Oregon advocates see ‘real opportunity’ to cap carbon

Source: Benjamin Storrow, E&E News reporter • Posted: Tuesday, February 5, 2019

After toying with the idea for more than a decade, Oregon may finally be on the verge of putting in place a cap-and-trade system for carbon.

Last week, lawmakers unveiled a bill several years in the making that calls for cutting emissions 45 percent of 1990 levels by 2035 and 80 percent by 2050. The measure would cap emissions beginning in 2021 and give utilities a decade before they have to buy carbon credits. It would also provide a declining number of allowances to trade-exposed industries.

Most importantly, the bill would provide the framework for Oregon to become the first state to link with California’s cap-and-trade system.

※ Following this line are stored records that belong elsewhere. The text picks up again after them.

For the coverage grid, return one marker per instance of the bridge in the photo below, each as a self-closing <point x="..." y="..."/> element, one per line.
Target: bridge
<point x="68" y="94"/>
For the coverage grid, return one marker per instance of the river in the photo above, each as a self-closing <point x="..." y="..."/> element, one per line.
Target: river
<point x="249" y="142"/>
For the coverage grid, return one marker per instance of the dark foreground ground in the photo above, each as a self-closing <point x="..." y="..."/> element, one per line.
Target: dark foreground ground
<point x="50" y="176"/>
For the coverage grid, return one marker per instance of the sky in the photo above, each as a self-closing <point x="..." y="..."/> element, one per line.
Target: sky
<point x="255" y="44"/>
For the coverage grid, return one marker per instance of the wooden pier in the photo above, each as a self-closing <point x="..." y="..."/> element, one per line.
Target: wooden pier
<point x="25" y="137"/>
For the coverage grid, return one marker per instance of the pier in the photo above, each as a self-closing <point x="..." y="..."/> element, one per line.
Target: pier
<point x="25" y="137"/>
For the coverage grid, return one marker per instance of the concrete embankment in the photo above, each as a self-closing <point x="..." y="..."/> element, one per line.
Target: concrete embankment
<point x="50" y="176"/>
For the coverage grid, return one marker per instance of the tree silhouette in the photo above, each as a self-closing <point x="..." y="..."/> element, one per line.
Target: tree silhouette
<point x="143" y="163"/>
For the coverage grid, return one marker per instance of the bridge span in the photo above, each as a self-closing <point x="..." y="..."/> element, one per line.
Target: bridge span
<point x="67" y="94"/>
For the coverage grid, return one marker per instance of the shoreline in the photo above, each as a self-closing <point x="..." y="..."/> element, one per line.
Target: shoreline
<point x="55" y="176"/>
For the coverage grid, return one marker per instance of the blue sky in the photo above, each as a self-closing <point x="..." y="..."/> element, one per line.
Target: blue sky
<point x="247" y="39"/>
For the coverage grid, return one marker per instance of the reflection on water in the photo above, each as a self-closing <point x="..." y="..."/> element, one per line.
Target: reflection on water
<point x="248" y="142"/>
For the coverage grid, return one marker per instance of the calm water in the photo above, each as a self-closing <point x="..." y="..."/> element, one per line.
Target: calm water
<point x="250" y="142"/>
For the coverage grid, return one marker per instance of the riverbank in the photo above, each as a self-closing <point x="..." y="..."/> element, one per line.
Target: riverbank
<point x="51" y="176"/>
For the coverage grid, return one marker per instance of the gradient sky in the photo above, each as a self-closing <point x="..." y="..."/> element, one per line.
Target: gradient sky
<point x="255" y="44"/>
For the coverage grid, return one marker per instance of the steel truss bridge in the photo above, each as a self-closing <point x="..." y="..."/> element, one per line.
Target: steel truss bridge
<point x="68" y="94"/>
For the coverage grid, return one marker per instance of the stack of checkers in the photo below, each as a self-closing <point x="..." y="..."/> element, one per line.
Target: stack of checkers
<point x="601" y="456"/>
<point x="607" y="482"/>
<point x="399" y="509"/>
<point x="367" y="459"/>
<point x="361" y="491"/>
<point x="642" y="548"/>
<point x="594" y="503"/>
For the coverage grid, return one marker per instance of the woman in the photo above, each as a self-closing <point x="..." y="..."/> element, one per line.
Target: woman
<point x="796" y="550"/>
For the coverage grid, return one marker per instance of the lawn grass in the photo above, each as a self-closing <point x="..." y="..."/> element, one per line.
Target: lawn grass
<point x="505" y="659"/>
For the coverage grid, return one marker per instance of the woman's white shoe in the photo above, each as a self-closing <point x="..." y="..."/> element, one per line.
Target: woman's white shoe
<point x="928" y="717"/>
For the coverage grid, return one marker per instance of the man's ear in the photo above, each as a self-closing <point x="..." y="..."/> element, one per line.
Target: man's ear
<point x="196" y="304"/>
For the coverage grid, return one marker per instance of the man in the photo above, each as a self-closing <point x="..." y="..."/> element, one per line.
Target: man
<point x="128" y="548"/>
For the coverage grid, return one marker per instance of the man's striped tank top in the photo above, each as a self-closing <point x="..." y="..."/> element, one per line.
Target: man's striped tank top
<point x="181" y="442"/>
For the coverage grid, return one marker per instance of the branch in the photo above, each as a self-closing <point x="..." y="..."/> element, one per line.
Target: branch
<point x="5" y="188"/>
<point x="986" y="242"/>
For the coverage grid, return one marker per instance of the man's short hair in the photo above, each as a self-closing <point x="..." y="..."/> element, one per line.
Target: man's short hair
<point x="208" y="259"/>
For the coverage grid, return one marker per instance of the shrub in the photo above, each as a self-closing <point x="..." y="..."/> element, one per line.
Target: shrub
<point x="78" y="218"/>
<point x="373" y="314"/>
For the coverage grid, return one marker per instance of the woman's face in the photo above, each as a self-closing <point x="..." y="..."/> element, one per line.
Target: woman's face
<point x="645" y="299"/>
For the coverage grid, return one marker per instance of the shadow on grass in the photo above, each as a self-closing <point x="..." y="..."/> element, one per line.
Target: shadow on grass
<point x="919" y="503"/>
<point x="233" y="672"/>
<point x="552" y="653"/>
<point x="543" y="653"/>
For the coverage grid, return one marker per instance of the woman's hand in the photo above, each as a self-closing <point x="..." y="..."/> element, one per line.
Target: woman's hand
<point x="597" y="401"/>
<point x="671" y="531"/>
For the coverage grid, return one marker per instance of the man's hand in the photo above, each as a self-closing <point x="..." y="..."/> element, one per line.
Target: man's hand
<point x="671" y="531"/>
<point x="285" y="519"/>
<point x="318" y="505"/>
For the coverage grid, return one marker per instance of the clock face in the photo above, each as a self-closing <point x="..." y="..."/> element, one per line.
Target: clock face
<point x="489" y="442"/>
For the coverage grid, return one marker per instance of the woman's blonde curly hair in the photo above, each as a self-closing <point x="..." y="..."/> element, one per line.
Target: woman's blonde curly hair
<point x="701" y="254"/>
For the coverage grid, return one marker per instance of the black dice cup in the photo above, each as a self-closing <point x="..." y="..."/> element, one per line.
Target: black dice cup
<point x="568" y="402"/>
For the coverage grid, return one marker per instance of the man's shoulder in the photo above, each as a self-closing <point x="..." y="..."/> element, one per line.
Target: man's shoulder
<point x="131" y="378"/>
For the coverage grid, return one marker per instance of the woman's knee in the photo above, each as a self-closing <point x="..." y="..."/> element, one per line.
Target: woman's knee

“Overall this is extremely exciting. These are appropriately ambitious targets. It puts Oregon on track to be among the leading jurisdictions in the world on climate mitigation,” said Noah Long, who leads the Natural Resources Defense Council’s climate and clean energy program in the Northwest.

Oregon’s past cap-and-trade ambitions have been thwarted by the recession and by the election of President Obama and the resulting shift in greens’ attention toward Washington, D.C.

Advocates of cap and trade thought they had enough support to pass legislation last year. Ultimately, though, they were unable to get a bill across the finish line during the Legislature’s short off-year 30-day session (Climatewire, March 1, 2018).

This year, Gov. Kate Brown (D) and legislative leaders have signaled cap and trade is a priority for the session in Salem.

The new legislation arrives at a critical time on several fronts. Oregon’s emissions rose slightly in 2017 to roughly 65 million metric tons of carbon, according to a recent state report. The state is unlikely to meet its emissions targets for 2020, when carbon levels were supposed to fall to 51 million metric tons.

A legislative win also would breathe new wind into the sails of climate hawks nationwide after a series of high-profile defeats on carbon pricing. Several attempts at a carbon tax in neighboring Washington state have failed in recent years.

If Oregon is successful this year, a new crop of Democratic governors in Colorado, Nevada and New Mexico might take a closer look at cap and trade, said Angus Duncan, president of the Bonneville Environmental Foundation and the head of the Oregon Global Warming Commission.

Just last week, New Mexico Gov. Michelle Lujan Grisham (D) said her state would explore a market-based approach for reducing emissions (Climatewire, Jan. 30).

“We have to show them this is a real opportunity and we have a chance of getting some movement back toward us. We haven’t shown that up to now, but that’s why Oregon is of such strategic importance,” Duncan said. “By the time the 2020 election rolls around, we could have either have or have in training a Western movement that is multistate.”

The extra year may ultimately have been to Oregon’s benefit. The state’s utilities were wary of the 2018 bill. But a provision providing them free carbon allowances through 2030 appears to have softened the opposition.

The move recognizes Oregon’s existing efforts to green the power sector, said state Sen. Michael Dembrow (D), a leading proponent of the legislation. In 2016, Oregon passed a law requiring its utilities to phase out coal-fired power imported from outside the state and boosting its renewable portfolio standard to 50 percent by 2040.

“They are already passing decarbonization costs onto ratepayers, so we didn’t want to double price the ratepayer,” Dembrow said.

A spokesman for PacifiCorp said the Portland-based power company was reviewing the measure. Portland General Electric signaled its approval of the bill.

“It contains and complements existing policies that intend to both drive us and incent us toward carbon reductions while protecting our customers from significant rate impacts that we would expect to see if direct allocation was not included,” said Steve Corson, a Portland General Electric spokesman.

Some hurdles remain. Perhaps the biggest question is whether the proposal constitutes a tax. If it did, the bill would need three-fifths support in the Legislature to pass. Dembrow and others nevertheless expressed confidence that the legislation has been structured in such a way that it would overcome the tax concerns.

This much is clear: Oregon greens likely have never had such a good opportunity at putting a price on carbon. Now, they actually have to pass it.